The Data Hazard labels are a living project and will continue to change as we gather more suggestions - for this reason, they are versioned semantically. At the time of writing, in v1.0, there are 11 Data Hazard labels: you can explore the Data Hazard labels yourself on the Data Hazards website.

Ethical Frameworks#

Ethical frameworks can provide a toolkit to help researchers, stakeholders, developers, policy-makers and decision-makers understand what is required and should be considered when engaging in responsible research and innovation. Philosophically and socially, ethical frameworks have been considered broadly outside of data science and AI settings and projects.

As not everyone may agree on a shared meaning of research ethics, there are many ethical frameworks available. Individuals may adopt and interpret ethical meanings based on unique priorities, personal needs, professional requirements or societal and cultural roles.

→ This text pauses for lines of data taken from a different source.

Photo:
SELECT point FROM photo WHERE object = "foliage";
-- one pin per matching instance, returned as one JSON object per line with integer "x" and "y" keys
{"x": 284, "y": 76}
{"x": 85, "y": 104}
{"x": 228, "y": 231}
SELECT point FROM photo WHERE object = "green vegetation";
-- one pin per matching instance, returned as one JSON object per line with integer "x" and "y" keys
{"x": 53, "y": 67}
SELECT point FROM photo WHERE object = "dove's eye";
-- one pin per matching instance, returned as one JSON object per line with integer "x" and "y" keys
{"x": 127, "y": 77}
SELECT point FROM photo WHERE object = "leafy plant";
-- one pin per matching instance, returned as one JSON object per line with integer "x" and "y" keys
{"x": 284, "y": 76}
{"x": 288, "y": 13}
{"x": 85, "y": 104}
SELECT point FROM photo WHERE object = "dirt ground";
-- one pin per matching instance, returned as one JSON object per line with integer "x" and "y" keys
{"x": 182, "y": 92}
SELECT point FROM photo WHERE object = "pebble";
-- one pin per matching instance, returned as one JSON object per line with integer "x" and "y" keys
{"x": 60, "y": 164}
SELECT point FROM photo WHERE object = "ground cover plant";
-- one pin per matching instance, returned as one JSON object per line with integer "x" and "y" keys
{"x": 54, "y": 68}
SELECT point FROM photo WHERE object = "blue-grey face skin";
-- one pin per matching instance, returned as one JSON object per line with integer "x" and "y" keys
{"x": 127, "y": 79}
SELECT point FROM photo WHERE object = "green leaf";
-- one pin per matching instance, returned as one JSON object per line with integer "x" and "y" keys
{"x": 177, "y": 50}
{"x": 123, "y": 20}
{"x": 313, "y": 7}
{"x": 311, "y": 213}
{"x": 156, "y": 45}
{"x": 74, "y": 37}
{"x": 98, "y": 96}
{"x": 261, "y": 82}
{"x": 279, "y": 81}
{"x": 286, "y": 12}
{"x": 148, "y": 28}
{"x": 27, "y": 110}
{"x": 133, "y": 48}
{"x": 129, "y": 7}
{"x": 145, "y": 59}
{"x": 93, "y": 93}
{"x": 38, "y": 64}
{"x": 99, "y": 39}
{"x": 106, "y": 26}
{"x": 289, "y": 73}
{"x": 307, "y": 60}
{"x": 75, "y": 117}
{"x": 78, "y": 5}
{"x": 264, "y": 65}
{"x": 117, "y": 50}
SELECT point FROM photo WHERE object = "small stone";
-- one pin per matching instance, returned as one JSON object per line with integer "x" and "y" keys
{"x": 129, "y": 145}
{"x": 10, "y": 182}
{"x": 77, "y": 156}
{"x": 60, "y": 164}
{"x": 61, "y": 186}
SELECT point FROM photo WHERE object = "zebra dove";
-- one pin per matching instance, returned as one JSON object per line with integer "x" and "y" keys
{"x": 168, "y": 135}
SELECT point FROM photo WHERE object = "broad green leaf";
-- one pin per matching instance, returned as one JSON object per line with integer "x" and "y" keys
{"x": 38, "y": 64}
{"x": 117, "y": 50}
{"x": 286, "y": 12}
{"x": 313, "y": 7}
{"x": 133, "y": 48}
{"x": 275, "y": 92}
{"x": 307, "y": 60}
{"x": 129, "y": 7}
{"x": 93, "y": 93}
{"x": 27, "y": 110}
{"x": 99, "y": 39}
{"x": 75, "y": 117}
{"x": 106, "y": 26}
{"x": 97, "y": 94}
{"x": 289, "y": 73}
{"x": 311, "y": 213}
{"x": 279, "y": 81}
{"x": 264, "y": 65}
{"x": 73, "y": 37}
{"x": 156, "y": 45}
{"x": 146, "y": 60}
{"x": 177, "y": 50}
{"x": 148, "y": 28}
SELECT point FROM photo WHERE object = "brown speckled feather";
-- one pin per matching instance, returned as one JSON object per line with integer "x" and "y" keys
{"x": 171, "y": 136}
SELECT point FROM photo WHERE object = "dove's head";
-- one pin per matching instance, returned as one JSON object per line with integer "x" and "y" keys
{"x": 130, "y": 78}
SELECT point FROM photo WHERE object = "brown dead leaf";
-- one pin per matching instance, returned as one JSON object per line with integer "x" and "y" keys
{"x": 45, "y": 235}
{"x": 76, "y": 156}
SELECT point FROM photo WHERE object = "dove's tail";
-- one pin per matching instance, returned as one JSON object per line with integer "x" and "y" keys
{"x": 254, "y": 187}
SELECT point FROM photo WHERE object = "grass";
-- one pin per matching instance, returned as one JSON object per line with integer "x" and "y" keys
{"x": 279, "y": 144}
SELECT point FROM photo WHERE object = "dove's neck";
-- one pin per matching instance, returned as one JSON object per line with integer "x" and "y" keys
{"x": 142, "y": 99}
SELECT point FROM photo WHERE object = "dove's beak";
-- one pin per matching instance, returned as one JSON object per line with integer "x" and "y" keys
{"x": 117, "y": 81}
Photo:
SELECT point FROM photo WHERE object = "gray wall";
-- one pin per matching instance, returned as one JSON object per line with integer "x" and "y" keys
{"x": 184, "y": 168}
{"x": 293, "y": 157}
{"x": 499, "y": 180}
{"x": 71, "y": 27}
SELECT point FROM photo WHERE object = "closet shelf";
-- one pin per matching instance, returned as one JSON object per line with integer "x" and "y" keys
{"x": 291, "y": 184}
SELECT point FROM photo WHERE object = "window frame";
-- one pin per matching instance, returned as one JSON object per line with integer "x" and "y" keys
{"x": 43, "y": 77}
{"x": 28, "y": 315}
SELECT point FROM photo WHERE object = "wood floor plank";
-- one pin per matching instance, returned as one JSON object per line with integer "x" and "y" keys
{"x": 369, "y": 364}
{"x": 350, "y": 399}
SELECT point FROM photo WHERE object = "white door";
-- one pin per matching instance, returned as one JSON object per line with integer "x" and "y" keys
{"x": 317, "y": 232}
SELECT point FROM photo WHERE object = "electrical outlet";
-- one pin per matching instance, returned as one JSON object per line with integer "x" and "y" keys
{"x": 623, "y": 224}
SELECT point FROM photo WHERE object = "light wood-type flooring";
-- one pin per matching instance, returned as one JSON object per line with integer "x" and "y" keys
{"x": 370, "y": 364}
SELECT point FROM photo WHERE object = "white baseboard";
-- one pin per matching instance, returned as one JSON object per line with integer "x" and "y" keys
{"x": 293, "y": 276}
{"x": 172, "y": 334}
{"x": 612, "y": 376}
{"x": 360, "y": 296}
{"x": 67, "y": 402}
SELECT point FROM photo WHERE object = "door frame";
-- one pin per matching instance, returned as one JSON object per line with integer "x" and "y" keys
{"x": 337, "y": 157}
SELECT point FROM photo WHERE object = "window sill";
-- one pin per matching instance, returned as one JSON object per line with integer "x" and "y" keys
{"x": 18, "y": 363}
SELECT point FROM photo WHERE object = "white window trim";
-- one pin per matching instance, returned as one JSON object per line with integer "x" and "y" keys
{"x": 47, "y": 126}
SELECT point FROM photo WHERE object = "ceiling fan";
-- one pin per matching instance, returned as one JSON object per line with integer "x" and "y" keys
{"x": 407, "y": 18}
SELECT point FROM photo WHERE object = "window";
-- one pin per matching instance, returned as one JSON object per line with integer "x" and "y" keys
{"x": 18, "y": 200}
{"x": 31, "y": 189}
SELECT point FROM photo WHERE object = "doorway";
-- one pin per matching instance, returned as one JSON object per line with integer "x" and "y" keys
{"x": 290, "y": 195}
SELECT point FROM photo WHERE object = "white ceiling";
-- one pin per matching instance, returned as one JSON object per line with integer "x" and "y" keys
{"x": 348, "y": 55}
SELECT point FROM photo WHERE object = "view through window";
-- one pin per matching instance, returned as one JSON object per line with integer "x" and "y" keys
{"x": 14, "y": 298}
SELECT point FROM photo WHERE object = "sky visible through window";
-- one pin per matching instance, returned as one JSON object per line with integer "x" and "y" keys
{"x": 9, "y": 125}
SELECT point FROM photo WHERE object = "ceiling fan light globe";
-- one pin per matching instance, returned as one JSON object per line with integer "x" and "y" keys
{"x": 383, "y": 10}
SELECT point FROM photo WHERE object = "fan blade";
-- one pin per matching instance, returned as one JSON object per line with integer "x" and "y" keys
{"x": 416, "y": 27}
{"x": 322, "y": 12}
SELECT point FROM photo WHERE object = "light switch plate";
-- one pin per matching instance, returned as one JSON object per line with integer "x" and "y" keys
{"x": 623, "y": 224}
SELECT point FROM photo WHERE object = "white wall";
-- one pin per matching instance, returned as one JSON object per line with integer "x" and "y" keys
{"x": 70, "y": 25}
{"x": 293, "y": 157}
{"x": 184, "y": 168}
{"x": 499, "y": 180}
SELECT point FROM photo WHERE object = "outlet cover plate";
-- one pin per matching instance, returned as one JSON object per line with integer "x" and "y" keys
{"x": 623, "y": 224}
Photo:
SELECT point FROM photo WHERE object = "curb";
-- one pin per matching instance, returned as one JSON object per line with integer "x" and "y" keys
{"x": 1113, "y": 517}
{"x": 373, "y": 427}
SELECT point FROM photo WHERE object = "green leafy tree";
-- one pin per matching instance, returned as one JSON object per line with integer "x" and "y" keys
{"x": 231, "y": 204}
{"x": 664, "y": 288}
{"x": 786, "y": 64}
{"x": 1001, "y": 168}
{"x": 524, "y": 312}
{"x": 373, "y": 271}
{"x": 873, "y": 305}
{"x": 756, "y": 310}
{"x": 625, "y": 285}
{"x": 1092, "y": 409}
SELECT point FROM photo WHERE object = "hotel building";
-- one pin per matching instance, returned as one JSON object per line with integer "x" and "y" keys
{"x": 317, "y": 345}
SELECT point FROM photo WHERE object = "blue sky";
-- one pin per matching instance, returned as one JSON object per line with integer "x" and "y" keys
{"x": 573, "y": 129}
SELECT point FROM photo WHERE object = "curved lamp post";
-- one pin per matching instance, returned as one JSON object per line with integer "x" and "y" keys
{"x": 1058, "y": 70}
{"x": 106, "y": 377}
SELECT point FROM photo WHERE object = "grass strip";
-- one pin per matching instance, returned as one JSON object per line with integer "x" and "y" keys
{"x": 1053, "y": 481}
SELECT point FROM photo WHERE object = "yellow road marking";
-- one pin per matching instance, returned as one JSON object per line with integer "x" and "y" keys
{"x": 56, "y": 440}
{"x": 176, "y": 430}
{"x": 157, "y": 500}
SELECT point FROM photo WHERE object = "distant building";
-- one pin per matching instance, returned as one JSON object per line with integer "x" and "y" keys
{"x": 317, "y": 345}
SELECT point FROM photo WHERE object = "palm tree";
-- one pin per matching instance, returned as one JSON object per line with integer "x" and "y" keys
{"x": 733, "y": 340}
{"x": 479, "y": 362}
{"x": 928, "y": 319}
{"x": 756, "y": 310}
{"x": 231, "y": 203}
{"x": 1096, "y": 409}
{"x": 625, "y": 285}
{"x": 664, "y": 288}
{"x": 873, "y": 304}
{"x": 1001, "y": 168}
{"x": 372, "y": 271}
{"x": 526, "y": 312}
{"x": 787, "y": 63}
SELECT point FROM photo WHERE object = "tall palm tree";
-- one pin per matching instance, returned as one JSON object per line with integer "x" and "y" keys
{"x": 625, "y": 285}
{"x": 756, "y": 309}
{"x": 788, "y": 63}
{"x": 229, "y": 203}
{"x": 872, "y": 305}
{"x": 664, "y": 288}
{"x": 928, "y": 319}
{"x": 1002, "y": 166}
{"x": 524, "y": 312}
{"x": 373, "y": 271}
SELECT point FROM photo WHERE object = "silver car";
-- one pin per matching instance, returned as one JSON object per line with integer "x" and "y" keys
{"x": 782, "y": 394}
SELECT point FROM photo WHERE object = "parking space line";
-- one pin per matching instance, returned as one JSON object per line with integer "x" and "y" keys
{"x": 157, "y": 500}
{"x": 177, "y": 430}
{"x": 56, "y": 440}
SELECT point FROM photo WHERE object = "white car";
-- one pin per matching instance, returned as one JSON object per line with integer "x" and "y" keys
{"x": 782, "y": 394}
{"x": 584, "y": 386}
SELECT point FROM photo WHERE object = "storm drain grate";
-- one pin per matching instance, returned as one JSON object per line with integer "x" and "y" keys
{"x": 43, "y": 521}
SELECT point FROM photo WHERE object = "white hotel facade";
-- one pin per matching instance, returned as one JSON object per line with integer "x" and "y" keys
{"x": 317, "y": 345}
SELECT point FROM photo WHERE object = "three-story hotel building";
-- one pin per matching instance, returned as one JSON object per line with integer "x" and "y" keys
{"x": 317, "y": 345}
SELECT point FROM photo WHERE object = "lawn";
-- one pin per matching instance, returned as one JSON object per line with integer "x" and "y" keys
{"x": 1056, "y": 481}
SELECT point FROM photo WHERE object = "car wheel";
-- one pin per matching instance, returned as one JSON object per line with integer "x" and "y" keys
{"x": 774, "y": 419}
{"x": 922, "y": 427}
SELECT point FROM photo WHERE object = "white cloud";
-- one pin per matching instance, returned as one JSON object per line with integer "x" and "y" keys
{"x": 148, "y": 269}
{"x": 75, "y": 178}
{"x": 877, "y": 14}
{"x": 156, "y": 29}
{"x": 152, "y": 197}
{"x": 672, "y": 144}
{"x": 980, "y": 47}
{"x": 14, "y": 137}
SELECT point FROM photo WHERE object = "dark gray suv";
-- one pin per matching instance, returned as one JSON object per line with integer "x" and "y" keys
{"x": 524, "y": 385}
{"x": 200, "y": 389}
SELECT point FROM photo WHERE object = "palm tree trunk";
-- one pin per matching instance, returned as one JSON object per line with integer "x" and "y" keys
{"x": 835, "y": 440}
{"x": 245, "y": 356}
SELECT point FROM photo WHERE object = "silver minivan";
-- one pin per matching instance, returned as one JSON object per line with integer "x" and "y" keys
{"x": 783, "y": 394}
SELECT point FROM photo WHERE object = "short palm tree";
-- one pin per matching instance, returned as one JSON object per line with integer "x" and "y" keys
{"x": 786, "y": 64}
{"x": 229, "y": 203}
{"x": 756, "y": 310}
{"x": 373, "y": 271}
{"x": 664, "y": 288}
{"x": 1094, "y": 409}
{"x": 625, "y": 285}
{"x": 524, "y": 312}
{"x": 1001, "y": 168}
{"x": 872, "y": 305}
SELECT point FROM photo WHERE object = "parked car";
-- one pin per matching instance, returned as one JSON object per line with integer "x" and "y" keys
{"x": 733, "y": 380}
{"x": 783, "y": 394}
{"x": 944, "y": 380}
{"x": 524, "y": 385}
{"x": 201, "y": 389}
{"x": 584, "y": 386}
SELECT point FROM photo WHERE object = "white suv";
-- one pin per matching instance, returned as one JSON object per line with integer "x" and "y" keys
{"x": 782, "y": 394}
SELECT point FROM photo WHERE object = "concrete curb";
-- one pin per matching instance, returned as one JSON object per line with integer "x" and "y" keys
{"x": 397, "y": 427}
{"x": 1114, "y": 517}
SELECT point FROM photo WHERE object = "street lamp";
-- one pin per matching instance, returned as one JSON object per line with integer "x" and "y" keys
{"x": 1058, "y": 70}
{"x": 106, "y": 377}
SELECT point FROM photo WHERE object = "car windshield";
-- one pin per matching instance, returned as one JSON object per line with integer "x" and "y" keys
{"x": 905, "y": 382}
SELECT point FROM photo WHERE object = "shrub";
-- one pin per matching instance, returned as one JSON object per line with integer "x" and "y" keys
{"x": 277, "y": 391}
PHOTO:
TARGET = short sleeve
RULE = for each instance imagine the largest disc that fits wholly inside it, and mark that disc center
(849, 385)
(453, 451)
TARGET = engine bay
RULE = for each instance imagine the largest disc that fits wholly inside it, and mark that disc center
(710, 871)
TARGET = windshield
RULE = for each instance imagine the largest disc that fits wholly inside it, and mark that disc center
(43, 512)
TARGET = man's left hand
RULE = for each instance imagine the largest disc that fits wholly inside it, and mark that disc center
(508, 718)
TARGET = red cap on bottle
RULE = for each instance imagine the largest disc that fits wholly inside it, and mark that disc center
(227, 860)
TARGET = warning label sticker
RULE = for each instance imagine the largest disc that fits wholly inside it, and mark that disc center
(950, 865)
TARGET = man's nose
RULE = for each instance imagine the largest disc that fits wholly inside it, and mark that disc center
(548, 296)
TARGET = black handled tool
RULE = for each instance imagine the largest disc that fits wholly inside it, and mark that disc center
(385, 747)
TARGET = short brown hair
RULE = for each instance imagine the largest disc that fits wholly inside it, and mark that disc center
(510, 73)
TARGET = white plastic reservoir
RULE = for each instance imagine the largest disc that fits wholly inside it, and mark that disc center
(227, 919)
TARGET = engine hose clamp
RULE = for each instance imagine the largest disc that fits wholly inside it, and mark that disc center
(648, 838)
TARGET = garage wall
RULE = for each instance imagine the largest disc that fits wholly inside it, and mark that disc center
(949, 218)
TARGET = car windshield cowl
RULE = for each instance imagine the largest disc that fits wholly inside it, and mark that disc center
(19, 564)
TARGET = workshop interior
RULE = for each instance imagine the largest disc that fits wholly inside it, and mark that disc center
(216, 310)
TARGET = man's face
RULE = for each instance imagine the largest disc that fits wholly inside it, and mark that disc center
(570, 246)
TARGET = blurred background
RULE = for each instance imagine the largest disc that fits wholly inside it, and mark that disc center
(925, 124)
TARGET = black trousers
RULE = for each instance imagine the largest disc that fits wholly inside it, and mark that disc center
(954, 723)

Some examples of ethical frameworks that already exist in scientific domains include:

Citizen Science and Public and Patient Participation in Research [GA22]
Ethical Framework for Presenting Scientific Results to Policy-Makers[Sch22]
Five Dimensions of Research Ethics: A Stakeholder Framework for Creating a Climate of Research Integrity [DA18]
ESRC Framework for Research Ethics [ESR10]
Ethics of AI in Education: Towards a Community-Wide Framework [HPPH+22]

The Data Hazards framework has some similarities to the example frameworks listed above. However, the Data Hazards provides an intuitive and visual approach to evaluating and reflecting on risks associated with a research project. It allows the dangers to be explicitly stated alongside some mitigation strategies researchers can use to tackle these risks. It provides us with a toolkit to facilitate discussions, reflection and decision-making for current and future stakeholders.
Crucially, it also considers a more holistic view of ethics, not focusing on a specific domain or risk, or separating human-centered ethics from non-human animal or environmental frameworks. This toolkit allows for reflection across a spectrum of risks and ethical considerations. The Data Hazards framework also provides an open-source approach to an ethical framework, where flexibility and creativity to adapt and develop the framework are strongly encouraged!

Key Terms#

Risk and hazard are terms sometimes used interchangeably, but sometimes they can have nuanced specific meanings. Certain fields like environmental sciences, engineering or medicine require a clear and consistent use of these terminologies. Generally, “hazard” refers to the inherent qualities or characteristics of something that make it potentially harmful. It’s more focused on the nature of the threat rather than the likelihood of it occurring. Whereas “risk” is a term that refers to the likelihood and impact of something happening. It’s often used in decision-making contexts to evaluate the potential consequences of actions.